People with a high BMI and other symptoms of metabolic syndrome are at increased risk of developing heart disease and diabetes.
In the study, a group of 1,344 adults agreed to spend one night in a sleep clinic. Almost 40 percent of the participants were found to have at least three of the risk factors of metabolic syndrome.
When the participants were followed up an average of 16 years later, 22 percent of them had died.
Compared with those without metabolic syndrome, investigators found those with a cluster of heart disease and diabetes risk factors were 2.1 times more likely to have died of stroke if they slept less than six hours during their night in the lab.
If they had slept more than six hours, those with metabolic syndrome were about 1½ times more likely to have suffered a fatal stroke than normal participants.
Finally, those with metabolic syndrome who slept less than six hours were almost two times more likely to have died of any cause compared with those without the heart disease and diabetes risk factors.
The study is the first to examine the impact of sleep duration on the risk of death in patients with metabolic syndrome.
More trials planned
If you have metabolic syndrome, the study’s authors note it is important to notify your doctor if you are not getting enough sleep to reduce the risk of death from heart attack or stroke.
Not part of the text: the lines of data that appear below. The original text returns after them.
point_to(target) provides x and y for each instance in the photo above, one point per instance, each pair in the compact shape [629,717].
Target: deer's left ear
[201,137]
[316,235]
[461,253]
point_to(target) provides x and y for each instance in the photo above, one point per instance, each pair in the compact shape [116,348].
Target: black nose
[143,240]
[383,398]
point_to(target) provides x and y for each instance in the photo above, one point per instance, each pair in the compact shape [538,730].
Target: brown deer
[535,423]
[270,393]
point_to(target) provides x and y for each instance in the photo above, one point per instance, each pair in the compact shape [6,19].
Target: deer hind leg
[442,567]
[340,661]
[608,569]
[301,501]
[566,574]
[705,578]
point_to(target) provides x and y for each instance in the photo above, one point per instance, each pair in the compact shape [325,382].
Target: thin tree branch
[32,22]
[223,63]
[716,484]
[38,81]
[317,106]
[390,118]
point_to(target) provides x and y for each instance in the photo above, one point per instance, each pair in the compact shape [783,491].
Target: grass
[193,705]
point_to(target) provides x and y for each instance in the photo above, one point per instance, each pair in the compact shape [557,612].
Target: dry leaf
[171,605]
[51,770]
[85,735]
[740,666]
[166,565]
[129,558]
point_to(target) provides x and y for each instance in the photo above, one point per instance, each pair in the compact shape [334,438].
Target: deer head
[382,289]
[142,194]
The researchers plan future clinical trials to determine whether increasing the length of quality sleep, in addition to lowering blood pressure and glucose, improves the prognosis for people with metabolic syndrome.
The American Heart Association recently issued a scientific statement noting that an increasing number of Americans suffer from sleep difficulties, either involuntarily or because they’d rather stay up late, and this trend may be associated with increased cardiovascular risks and outcomes.